The World Health Organisation (WHO) says its preliminary analysis has revealed that only 27 per cent of health workers in Africa have been fully vaccinated against COVID-19.
Dr Matshidiso Moeti, WHO Regional Director for Africa, disclosed this during at a virtual news conference on Thursday.
Moeti said that the analysis was leaving the bulk of the workforce on the frontlines against the pandemic unprotected.
She noted that the analysis of data reported from 25 countries finds that since March 2021, 1.3 million health workers were fully vaccinated, with just six countries reaching more than 90 per cent.
Nine countries have fully vaccinated less than 40 per cent of its health workers.
According to Moeti, in sharp contrast, a recent WHO global study of 22 mostly high-income countries reported that above 80 per cent of their health and care workers are fully vaccinated.
Moeti said that majority of Africa’s health workers were still missing out on vaccines and remained dangerously exposed to severe COVID-19 infection.
She said that unless the doctors, nurses and other frontline workers got full protection, we risked a blowback in the efforts to curb the disease.
“We must ensure our health facilities are safe working environments.
“It is important to have high vaccine coverage among health workers not only for their own protection but also for their patients and to ensure health care systems keep operating during a time of extreme need.
Africa’s shortage of health workers is acute and profound, with only one country in the region having the required health workers (10.9 per 1000 population) to deliver essential health services.
“Sixteen countries in the region have less than one health worker per 1000 population.
“Any loss of these essential workers to COVID-19 due to illness or death, therefore, heavily impacts on service provision capacity.
“Based on data reported to WHO by countries in the African Region, since March 2020 there have been more than 150 400 COVID-19 infections in health workers, accounting for 2.5 per cent of all confirmed cases and 2.6 per cent of the total health workforce in the region.
“Five countries account for about 70 per cent of all the COVID-19 infections reported in health workers, Algeria, Ghana, Kenya, South Africa and Zimbabwe.
“After almost four months of a sustained decline, COVID-19 cases in the general population in Africa have plateaued.
“For the first time since the third wave peak in August, cases in Southern Africa have increased, jumping 48 per cent in the week ending on Nov. 21, compared with the previous week,“ she said.
According to her, the risk of health worker infection rises whenever cases surge.
She said it was a pattern that has been observed during the previous three waves of the pandemic.
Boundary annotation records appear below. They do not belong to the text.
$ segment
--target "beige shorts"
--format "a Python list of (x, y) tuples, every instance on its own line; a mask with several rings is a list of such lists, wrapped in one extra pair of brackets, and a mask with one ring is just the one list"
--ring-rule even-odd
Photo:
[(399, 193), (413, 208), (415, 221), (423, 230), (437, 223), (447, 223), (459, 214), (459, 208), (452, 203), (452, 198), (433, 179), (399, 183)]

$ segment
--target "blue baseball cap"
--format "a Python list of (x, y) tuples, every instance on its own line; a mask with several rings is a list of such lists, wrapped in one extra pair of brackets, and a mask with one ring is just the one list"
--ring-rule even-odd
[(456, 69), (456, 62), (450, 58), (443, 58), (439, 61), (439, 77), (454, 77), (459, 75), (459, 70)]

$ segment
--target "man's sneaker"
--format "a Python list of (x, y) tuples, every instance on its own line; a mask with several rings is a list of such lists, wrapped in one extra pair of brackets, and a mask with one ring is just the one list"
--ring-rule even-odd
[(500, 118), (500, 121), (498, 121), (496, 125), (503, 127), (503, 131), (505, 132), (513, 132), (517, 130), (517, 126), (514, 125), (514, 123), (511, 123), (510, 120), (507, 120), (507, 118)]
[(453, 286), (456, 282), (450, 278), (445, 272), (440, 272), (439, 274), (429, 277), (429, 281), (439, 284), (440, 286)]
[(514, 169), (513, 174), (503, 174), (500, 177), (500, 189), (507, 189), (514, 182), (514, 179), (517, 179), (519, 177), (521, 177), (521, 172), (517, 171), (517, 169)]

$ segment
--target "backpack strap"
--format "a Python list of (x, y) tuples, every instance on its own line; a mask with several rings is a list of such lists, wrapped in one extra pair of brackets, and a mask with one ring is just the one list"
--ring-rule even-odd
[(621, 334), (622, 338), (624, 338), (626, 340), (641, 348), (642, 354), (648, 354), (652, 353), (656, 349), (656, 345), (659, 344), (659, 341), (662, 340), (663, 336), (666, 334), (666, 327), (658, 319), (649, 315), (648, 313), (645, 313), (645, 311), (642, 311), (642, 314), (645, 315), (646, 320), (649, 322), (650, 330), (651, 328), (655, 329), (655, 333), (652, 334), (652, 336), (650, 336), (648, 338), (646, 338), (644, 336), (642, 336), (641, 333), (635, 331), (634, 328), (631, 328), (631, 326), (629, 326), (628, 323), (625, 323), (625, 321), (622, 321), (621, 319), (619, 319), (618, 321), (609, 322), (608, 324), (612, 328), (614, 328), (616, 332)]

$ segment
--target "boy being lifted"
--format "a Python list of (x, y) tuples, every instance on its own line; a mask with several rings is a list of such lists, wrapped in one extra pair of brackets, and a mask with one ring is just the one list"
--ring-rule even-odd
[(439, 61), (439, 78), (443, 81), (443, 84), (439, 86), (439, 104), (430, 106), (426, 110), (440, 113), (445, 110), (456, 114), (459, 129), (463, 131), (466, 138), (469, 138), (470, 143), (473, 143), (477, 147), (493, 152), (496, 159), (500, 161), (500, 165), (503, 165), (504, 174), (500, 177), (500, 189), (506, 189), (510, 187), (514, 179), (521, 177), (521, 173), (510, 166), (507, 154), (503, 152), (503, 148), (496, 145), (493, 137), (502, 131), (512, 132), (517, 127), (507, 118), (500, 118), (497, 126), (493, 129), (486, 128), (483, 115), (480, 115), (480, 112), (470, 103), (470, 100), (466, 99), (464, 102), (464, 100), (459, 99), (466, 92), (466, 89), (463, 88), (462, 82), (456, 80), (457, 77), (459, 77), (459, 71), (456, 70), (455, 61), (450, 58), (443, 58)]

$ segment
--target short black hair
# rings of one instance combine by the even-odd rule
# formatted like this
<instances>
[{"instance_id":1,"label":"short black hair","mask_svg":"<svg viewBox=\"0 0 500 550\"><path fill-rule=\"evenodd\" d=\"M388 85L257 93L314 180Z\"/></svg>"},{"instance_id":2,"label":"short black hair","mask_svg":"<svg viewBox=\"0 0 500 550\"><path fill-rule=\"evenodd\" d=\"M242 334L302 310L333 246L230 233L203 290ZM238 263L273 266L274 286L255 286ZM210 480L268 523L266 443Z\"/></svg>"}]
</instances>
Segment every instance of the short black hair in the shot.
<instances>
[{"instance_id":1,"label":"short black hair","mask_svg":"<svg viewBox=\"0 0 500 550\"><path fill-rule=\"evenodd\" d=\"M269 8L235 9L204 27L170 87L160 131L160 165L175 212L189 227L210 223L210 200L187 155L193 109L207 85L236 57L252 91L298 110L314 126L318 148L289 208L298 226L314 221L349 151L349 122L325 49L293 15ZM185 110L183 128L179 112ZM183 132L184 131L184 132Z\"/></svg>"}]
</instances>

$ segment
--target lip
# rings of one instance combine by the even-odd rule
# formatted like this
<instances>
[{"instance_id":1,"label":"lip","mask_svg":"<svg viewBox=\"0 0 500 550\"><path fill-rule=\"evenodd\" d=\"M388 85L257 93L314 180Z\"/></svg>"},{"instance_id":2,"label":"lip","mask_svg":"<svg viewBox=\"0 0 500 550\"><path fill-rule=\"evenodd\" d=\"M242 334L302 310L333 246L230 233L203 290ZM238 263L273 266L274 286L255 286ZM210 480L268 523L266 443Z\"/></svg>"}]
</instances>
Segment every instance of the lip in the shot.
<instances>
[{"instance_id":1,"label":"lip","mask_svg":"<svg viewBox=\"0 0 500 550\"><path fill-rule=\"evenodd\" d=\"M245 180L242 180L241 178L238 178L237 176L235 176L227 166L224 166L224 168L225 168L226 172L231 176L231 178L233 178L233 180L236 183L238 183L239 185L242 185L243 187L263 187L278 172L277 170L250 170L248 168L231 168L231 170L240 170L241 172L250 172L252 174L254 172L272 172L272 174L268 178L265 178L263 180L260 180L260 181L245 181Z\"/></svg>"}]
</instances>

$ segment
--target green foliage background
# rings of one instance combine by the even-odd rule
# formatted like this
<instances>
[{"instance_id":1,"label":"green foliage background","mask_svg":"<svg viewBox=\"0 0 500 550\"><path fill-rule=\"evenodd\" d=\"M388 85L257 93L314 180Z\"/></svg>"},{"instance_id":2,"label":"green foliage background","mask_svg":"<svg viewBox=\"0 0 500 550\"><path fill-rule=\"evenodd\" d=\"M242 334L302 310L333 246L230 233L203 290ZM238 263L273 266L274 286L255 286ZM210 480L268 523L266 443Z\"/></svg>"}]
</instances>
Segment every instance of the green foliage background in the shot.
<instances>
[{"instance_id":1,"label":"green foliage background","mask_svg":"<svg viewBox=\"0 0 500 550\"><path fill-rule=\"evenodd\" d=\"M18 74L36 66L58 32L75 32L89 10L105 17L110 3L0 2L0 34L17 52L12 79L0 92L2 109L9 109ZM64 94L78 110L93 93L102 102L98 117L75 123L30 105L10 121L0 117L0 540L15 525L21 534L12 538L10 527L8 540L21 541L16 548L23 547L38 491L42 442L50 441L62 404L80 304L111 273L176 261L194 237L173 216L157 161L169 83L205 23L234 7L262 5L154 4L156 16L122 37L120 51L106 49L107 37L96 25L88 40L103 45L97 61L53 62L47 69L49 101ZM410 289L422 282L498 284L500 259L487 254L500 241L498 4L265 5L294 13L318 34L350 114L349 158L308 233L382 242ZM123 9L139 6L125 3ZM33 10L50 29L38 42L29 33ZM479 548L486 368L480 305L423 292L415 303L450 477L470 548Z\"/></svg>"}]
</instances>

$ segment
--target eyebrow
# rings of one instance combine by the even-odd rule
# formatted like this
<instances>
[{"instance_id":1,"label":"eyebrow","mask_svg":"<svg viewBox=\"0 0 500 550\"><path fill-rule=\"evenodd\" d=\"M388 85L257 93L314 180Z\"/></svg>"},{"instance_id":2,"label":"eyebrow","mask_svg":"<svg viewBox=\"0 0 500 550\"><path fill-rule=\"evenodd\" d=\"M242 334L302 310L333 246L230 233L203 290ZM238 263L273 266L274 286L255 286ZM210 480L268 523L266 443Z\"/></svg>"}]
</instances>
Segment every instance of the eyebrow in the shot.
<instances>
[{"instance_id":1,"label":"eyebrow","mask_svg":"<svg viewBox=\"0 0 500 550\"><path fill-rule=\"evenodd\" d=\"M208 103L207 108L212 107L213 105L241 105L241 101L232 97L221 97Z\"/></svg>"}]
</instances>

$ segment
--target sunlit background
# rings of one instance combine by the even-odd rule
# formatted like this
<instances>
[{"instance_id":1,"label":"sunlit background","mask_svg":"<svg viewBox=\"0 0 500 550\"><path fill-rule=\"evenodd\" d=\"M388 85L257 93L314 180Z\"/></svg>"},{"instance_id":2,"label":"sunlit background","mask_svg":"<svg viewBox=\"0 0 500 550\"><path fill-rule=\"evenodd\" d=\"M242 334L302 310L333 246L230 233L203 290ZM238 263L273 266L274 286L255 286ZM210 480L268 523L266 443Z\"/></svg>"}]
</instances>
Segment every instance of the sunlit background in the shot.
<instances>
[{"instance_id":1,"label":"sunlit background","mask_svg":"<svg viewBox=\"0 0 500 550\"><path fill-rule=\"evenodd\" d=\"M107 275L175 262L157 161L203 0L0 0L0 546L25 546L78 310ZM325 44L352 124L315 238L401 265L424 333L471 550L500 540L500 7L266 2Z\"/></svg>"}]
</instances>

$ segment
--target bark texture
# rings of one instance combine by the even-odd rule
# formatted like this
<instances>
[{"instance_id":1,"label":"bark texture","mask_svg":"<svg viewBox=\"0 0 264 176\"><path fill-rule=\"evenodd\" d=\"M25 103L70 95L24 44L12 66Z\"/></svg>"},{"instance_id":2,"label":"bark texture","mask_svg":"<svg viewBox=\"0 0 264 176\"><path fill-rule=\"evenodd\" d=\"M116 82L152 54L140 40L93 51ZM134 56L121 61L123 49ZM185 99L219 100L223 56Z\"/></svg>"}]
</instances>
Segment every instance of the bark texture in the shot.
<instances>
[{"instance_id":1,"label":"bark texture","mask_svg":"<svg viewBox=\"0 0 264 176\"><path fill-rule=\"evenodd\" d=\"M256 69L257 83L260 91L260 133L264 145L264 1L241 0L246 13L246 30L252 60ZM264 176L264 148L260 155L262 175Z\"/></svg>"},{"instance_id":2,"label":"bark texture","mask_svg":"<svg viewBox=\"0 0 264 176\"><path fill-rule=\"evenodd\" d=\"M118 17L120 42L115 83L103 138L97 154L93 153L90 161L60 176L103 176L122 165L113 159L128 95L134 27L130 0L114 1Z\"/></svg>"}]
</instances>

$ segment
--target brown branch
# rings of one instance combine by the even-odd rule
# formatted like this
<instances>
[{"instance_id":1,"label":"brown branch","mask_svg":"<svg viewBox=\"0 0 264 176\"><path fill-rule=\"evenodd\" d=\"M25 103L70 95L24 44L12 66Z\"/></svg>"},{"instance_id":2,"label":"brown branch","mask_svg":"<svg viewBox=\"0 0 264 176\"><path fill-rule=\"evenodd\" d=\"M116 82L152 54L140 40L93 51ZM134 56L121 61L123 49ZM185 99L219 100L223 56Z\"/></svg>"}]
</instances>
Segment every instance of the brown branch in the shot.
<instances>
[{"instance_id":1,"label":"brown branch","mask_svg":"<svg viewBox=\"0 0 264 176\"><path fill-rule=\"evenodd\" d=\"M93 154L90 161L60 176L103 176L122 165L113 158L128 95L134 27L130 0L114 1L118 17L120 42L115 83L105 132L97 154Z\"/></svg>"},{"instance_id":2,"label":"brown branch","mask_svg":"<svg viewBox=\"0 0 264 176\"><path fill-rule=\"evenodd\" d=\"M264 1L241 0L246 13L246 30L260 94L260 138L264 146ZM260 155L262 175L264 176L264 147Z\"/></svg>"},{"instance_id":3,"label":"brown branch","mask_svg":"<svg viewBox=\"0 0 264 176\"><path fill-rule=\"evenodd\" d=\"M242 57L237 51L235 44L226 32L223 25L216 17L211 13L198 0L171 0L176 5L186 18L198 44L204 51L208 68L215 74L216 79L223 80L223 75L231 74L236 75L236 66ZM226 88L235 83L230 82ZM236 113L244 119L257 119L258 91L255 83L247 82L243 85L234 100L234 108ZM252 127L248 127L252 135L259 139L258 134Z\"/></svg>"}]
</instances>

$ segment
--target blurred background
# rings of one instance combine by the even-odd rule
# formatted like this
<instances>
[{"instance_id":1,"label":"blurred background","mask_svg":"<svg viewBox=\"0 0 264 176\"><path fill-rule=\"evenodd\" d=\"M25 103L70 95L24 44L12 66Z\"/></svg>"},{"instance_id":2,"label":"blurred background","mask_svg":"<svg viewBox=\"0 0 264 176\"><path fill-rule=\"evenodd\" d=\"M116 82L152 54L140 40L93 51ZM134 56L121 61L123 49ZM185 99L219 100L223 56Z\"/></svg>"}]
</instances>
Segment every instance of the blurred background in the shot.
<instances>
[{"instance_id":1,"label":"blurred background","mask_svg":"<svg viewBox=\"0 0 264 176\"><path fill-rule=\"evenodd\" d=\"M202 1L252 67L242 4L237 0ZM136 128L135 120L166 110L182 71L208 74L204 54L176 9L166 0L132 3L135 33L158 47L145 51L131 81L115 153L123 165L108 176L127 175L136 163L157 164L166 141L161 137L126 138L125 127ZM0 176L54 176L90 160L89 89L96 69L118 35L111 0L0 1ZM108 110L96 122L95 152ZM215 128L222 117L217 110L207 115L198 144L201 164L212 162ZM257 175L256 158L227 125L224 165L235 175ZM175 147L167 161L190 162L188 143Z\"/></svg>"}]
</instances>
According to her, with a fourth wave likely to hit after the end-of-year travel season, health workers will again face risks amid low vaccination coverage.
“To date, more than 227 million vaccine doses have been administered in Africa.
“In 39 countries that provided data, 3.9 million doses have been given to health workers.
“With a new surge in cases looming over Africa following the end-of-year festive season, countries must urgently speed up the rollout of vaccines to health care workers,” Moeti said.
She said that vaccine shipments have been on the rise over the past three months.
She said that Africa has received 330 million doses from the COVAX Facility, the African Vaccine Acquisition Task Team and from bilateral agreements since February 2021.
According to her, of these 83 per cent have been delivered since August alone.
She said as vaccine supply peaked, addressing uptake bottlenecks and accelerating rollout became more critical.
Moeti said that all countries in Africa have prioritised health workers in their vaccination plans. The low coverage is likely due to the non-availability of vaccination services, especially in rural areas, as well as vaccine hesitancy.
“Recent studies found that only around 40 per cent of health workers intended to receive a COVID-19 vaccine in Ghana and less than 50 per in Ethiopia.
“Concerns over vaccine safety and the adverse side effects of the vaccines have been identified as the main reasons for their hesitancy,” she said.
According to her, health workers are key sources of information for the general population and their attitudes can influence vaccine uptake.
“The COVID-19 vaccine stands among humanity’s extraordinary scientific feats. In Africa, we’re gradually overcoming supply constraints. Now is not the time to stumble over vaccine mistrust,” Moeti said.
According to her, to drive up health worker vaccination, WHO is coordinating training and dialogue on vaccine safety and efficacy to help address doubts or misconceptions around the COVID-19 vaccine.
She said the organisation was also advocating open and honest communication about the benefits and side effects of vaccination.